The primary goal is always to find new owners. Ironically, the first step toward a successful resale program is to create a rental program. Rentals help the association financially in the short term while attracting potential new owners to your resort as part of a long-term strategy. An important component to this strategy involves making an honest assessment of where you’re at and where you need to be. In other words, how much money do you stand to lose on delinquencies and association-owned intervals, also referred to as “non-performing inventory”? How many room nights do you need to rent in order to make up the difference?
Let’s consider the average 50-unit resort, which needs to collect $700 per year in maintenance fees for each of its 2,550 intervals. Assuming that the resort has an eight percent delinquency rate and five percent of its weeks are association-owned, the resort will lose $231,700 in maintenance fee income per year on 331 weeks. This shortfall equals $104 in additional expense for each of the 2,219 paying owners.
The next thing the resort needs to do is calculate the number of available nights, which it can then leverage as rentals to offset the lost maintenance fees. In our example, the resort has 2,317 unused nights from delinquencies and association-owned intervals. The resort can also reasonably estimate “no shows” (typically around five percent, or 889 nights in our example), late check-ins (around three percent, or 76.5 nights) and early check-outs (also around three percent). By adding all of these figures together, the resort can conclude that it has 3,359 nights to put on the rental market.
The resort will need to establish several rental rates based on demand, unit size, and other variable factors. It will also experience seasonal fluctuations in occupancy. If we conservatively project 60 percent occupancy at an average daily rate (ADR) of $127, the resort can expect to generate $256,000 in rental revenue per year. A percentage of this will go toward commissions and other rental expenses, but the resort will still cover the majority of the lost maintenance fees. With a more robust approach, the resort could increase occupancy and ADR, offsetting all unpaid maintenance fees and possibly generating a surplus.
Now that you know how much income you need to generate, you need to market your rentals to the public. According to a 2014 Google study, sixty-five percent of travelers research trips online before choosing where to go, how to get there, and who to purchase from. Your online presence matters now more than ever.
Timeshare accommodations have much more to offer than hotels. Showcase your square footage, floor plans, and in-room amenities to differentiate your resort from competitors. It’s also important to set expectations regarding the frequency of housekeeping. Don’t assume renters understand the differences between timeshare resorts and traditional hotels.
You’ll need a website with an advanced booking engine to establish your resort as credible and facilitate direct rentals. You’ll also need to merchandize inventory with online travel agencies and vacation rental websites, which will charge a subscription fee or collect a percentage of your bookings to cover their own operating costs. Take these fees into account when setting your rates.
Your rental rates may change daily based on availability and your competition. Given the added value of timeshare, you should be able to drive higher rates than a hotel. You’ll need a full-time staff overseeing your strategy in order to achieve your rental goals. There is no such thing as “set it and forget it” when it comes to rates.

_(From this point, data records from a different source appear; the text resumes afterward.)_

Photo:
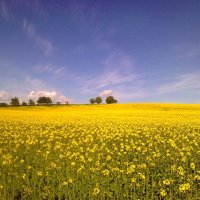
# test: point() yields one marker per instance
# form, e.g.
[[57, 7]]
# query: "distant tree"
[[24, 104], [31, 102], [98, 100], [92, 101], [3, 104], [14, 101], [44, 100], [111, 99]]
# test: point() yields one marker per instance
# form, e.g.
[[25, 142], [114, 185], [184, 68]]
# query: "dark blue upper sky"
[[74, 50]]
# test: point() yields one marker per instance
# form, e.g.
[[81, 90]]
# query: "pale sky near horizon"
[[137, 51]]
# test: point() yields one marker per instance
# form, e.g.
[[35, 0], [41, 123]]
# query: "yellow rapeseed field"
[[132, 151]]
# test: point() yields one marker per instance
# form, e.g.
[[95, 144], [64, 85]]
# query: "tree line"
[[47, 101], [98, 100]]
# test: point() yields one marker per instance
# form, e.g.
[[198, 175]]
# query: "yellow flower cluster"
[[132, 151]]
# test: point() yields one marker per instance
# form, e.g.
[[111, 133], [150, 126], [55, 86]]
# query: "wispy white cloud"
[[4, 96], [105, 93], [118, 71], [119, 78], [50, 69], [184, 82], [40, 41], [34, 83]]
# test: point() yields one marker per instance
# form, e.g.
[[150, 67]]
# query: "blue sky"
[[137, 51]]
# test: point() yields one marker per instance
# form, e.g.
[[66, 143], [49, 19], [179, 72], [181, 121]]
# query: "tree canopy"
[[44, 100], [98, 100], [111, 99], [15, 101]]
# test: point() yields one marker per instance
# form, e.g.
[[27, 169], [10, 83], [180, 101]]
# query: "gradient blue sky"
[[138, 51]]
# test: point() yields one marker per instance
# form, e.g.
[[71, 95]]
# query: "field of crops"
[[133, 151]]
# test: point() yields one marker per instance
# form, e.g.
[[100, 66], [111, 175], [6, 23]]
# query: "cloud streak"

Professional photography and videography go a long way toward attracting renters and pay for themselves in increased bookings. Are you using photography from fifteen years ago? Does your photography predate your recent renovation? Does the lighting make your resort look dark, dingy, or simply uninspiring? Your “best guest” will pay a little more for a better vacation experience.
Managing your online reputation is essential to your long-term rental marketing strategy. It’s not uncommon to have one or two negative reviews on websites like TripAdvisor. But a pattern of negative reviews will scare off renters. Address these trends right away. You should also have a manager personally respond to every review, positive or negative.
From Renter to Owner
Every resort wants to attract new owners. One of the benefits of a rental program is that some renters will want to buy intervals. We have found that the longer renters stay, the more likely this is to happen. We offer regular specials such as “buy three nights, get the fourth free,” which encourage renters to extend their vacations long enough to fall in love with the resort.
It’s also important to ensure every guest has an incredible stay by monitoring arrivals and making yourself available to rental guests. Perhaps consider a full-time, on-site concierge. Heartfelt service creates a connection with your rental guests. As they discover what they have been missing, they will want to make timeshare ownership a lifestyle.
Make it Work for You
Non-performing inventory doesn’t have to drain your association. A successful rental program will actually support owner engagement and make your resort more appealing to the next generation. As your association becomes financially healthy, you’ll be able to make upgrades and service enhancements, which increase the value of your resort and support a long-term, resale solution. Through a well thought out rental program, you can preserve your resort’s unique personality and increase owner satisfaction in a self-sustaining cycle of improvement.
Sherri Weeks Rivera is vice president of business development for Grand Pacific Resorts and the creator of ResorTime, one of the first industry-wide timeshare rental websites. Her email is firstname.lastname@example.org.
This article originally published in September 2015 Developments, ©ARDA.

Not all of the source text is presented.